Bonaparte hizo con el pulgar una imperceptible señal de cruz, costumbre corsa que nunca perdió.

—¡Ah! dijo, ¿y viste fantasmas?

—Yo uno.

—¿Y qué hiciste?

—Le disparé.

—¿Y entonces?

—Entonces continuó su camino.

—¿Y te diste por satisfecho?

—¡Ah! veo que me conocéis mal. Le perseguí y le volví a disparar; pero como conocía mejor su camino que yo, a través de las ruinas se me escapó.

—¡Diablo!

—Al día siguiente le tocaba el turno a sir John.

—¿Y vio a tu aparecido?

—Vio mucho más que eso; vio a doce monjes que entraron en la iglesia, que lo juzgaron por haber querido descubrir sus secretos, le condenaron a muerte, y ¡por vida mía! le dieron de puñaladas.

—¿Y no se defendió?

—Como un león. Mató a dos.

—¿Y él ha muerto?

—No está muy bueno, pero espero sin embargo que escape. Imaginaos, general, que lo trajeron a casa de mi madre con un puñal clavado en medio del pecho, como un espárrago en una viña. Y en la hoja del puñal, para que no hubiera dudas, había grabado: Compañeros de Jehú.

—Parece mentira que pasen en Francia cosas semejantes durante el último año del siglo XVIII. Eso está bien en Alemania, en la edad media.

—¿Mentira decís, general? Pues bien, he aquí el puñal; ¿qué decís de la forma? Es de lo más apropiada ¿no?

Y el joven sacó de su pecho un puñal hecho todo de acero, tanto la hoja como la guarnición.
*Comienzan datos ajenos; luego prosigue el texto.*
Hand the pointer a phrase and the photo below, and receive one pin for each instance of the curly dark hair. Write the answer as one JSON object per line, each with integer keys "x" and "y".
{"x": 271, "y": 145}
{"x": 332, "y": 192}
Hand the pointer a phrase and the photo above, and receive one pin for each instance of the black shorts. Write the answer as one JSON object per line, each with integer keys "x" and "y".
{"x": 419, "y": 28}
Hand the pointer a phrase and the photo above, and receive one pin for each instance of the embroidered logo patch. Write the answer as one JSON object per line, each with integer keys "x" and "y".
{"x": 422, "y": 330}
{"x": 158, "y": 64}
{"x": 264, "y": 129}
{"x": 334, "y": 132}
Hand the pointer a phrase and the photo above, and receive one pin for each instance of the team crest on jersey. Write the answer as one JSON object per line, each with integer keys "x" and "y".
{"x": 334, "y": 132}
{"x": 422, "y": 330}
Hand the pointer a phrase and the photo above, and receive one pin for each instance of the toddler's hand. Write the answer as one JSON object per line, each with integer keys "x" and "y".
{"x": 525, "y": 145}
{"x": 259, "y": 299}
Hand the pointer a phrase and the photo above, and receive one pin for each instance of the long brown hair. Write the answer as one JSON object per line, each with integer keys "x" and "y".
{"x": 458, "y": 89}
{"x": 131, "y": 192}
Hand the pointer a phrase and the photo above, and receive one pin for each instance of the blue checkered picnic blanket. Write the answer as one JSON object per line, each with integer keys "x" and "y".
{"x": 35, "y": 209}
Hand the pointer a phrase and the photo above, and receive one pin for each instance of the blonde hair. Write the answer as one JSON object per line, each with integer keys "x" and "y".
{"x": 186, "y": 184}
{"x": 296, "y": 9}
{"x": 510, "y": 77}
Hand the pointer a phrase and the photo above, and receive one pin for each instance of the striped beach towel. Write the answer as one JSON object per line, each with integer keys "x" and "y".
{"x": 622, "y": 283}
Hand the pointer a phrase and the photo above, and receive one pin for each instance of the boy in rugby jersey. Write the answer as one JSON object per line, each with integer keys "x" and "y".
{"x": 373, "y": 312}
La guarnición, o más bien la empuñadura, tenía la forma de una cruz, y sobre la hoja estaban en efecto grabadas estas tres palabras: Compañeros de Jehú.

Bonaparte examinó el arma con cuidado.

—¿Y dices que le clavaron a tu inglés este juguete en el pecho?

—Hasta el mango.

—¡Y no ha muerto!

—No va muy bien; pero en fin, vive.

—¿Has oído, Bourrienne?

—Con el mayor interés.

—Será preciso que hablemos otra vez de esto, Roland.

—¿Cuándo, general?

—¿Cuándo? Cuando yo sea el amo aquí.